We must denounce and demand in-depth investigations into police operations in poor and working-class urban peripheries, call for the punishment of those guilty of the killing of João Pedro (a young, black man), oppose widespread armament of the militias, and changes in environmental infrastructure regulations. We must speak out against the Ministry of Health’s pro-chloroquine statements, oppose threats made against activist educators made under the right-wing banner of “schools without parties.” And we must defend the integrity of indigenous lands under the law. We cannot reject specific electoral alliances as long as they do not annul PSOL’s character.
At the same time, two hesitations should be avoided by social movements from below and PSOL. First, it is not always useful to wait for everyone with whom we might want to unite to make up their minds and join in before we take initiatives. The second has to do with the party’s commitment, which we must assert, to the struggle for the autonomy of movements of the exploited and oppressed in the face of possible attempts to coopt them by bourgeois sectors of the anti-fascist front.

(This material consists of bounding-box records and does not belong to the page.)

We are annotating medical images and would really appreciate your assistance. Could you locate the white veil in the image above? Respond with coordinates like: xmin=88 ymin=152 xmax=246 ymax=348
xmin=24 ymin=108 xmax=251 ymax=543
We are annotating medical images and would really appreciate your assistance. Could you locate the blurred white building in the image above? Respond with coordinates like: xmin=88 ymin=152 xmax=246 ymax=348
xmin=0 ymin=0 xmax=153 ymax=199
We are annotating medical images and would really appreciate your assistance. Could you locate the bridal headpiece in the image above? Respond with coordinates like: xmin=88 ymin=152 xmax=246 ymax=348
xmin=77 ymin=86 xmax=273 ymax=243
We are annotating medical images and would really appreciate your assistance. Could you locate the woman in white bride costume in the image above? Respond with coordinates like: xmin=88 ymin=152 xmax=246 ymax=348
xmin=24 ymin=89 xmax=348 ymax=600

Anti-fascist unity is tactical. It is critical, but it is tactical. The anti-fascist front’s program is a defensive program, it opposes further setbacks and it is necessary in this period. However, the program or platform of the totality of movements that may come out of the crisis – a unity that must be built – cannot be subordinated to the limits that our more conjunctural anti-fascist allies will seek to impose. For instance, we will support campaigns for taxing the great fortunes, for equality, for equal opportunities in healthcare that even democratic businessmen and the civilized propertied middle classes may not join.

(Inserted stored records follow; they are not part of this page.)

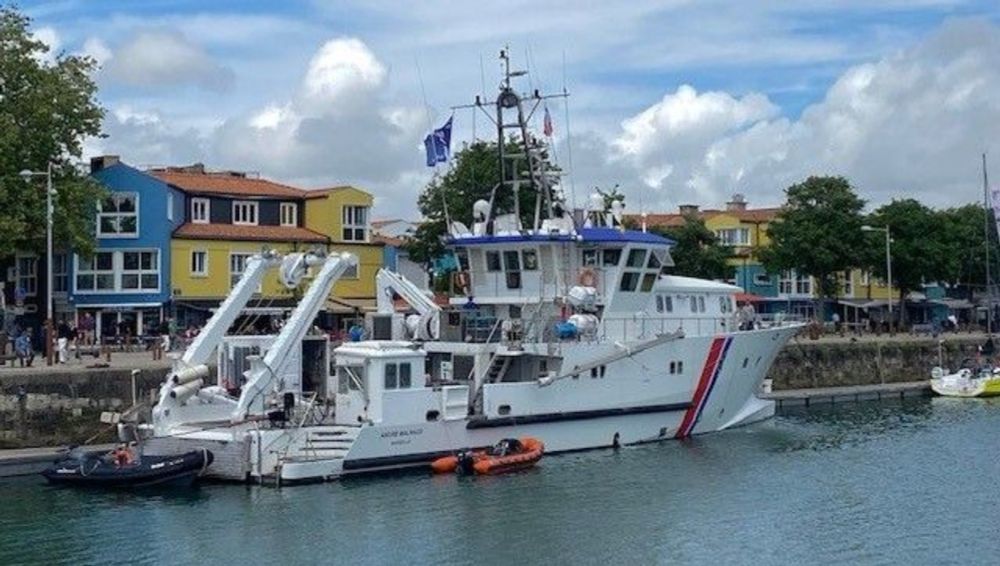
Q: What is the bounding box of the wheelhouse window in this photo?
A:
[601,250,622,267]
[523,250,538,271]
[384,362,412,389]
[76,252,115,291]
[342,206,368,242]
[97,193,139,238]
[281,202,299,226]
[233,200,257,226]
[486,251,503,272]
[191,198,211,224]
[618,271,640,292]
[639,273,657,293]
[625,248,646,267]
[121,250,160,291]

An anti-capitalist and eco-socialist program goes far beyond what is possible with allies of such a diverse class nature. An ecosocialist program is ecological, feminist, and anti-racist. There is no contradiction between being champions of anti-fascist unity, as the PSOL should be, and at the same time maintaining an autonomous identity, with our own program and proposals for solutions to the crisis. The vanguard of the movement and the mass sectors will fight for an alternative to neoliberal capitalism, and the consumerist and productivist model favored by those who support an oligarchic, patriarchal, and neo-slavery Republic.
Keeping all the differences with the historical circumstances of the last century in mind, in which our forebears acted, the anti-fascist front was never conceived as a tactic that subordinated socialists to bourgeois sectors or to reformist opponents of the social movements. Unity is an immediate necessity for the exploited and oppressed whereby revolutionaries should assert themselves as the most coherent class fighters in order to contend for a left-wing, communist alternative.

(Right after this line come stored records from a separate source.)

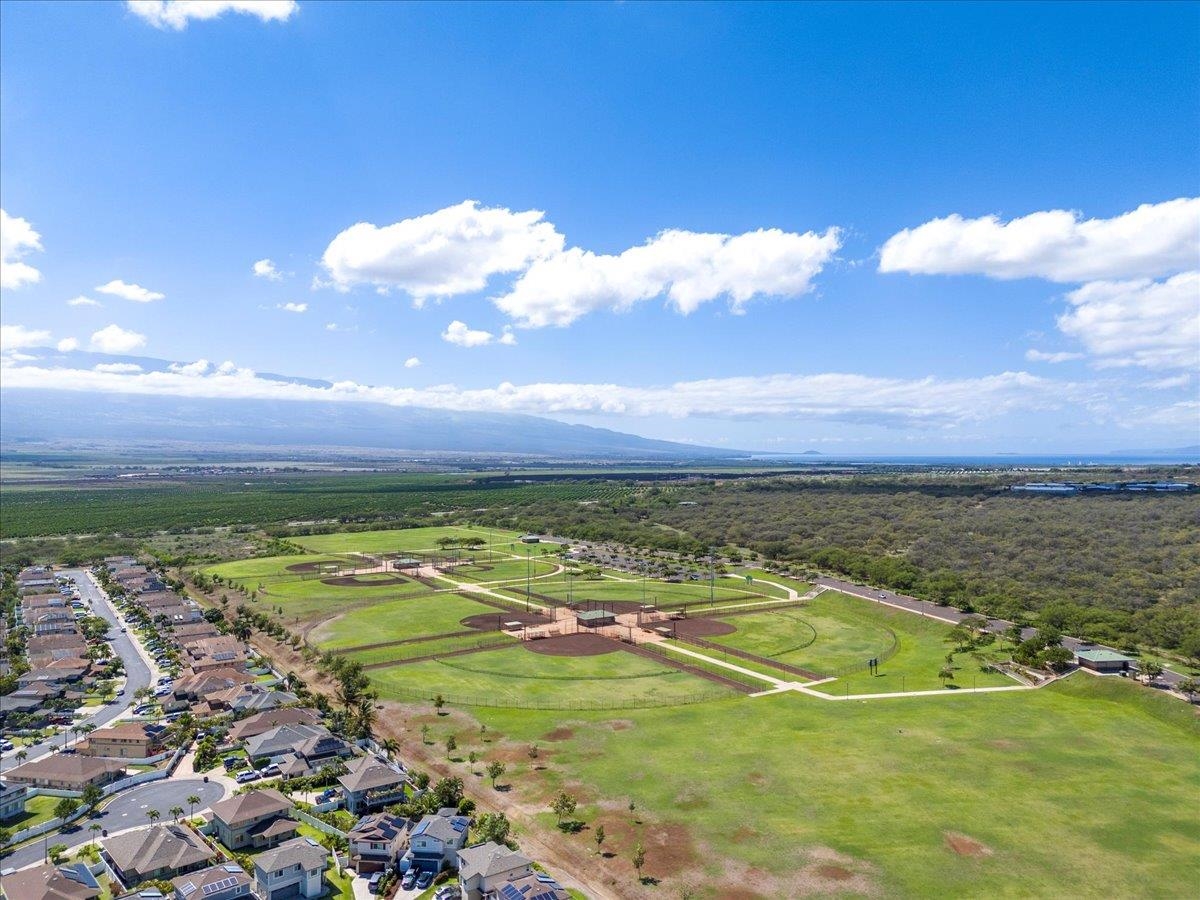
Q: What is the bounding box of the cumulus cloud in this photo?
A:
[442,319,496,347]
[314,200,841,328]
[0,325,50,353]
[126,0,300,31]
[496,228,841,328]
[1057,271,1200,371]
[0,209,42,290]
[96,278,167,304]
[91,325,146,353]
[880,197,1200,282]
[1025,348,1084,362]
[322,200,563,304]
[252,259,283,281]
[92,362,142,374]
[4,352,1092,428]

The anti-fascist front is an urgent necessity in Brazil to overcome fascism and advance toward a situation in which those from below can go on the offensive and start to win victories. In these struggles, be they in the mobilizing or political-ideological field, socialists will assert the superiority of our program.
The road is cloudy, gloomy, and fraught with danger. Times are difficult, but they are also contradictory and increasingly linked to crisis in which the whole world is living. We must move. What appears to be the darkest hour may, in fact, be only the prelude to an even longer darkness, yet, depending on our understanding and our choices, it may instead be, as the Arabic proverb says, the harbinger of dawn.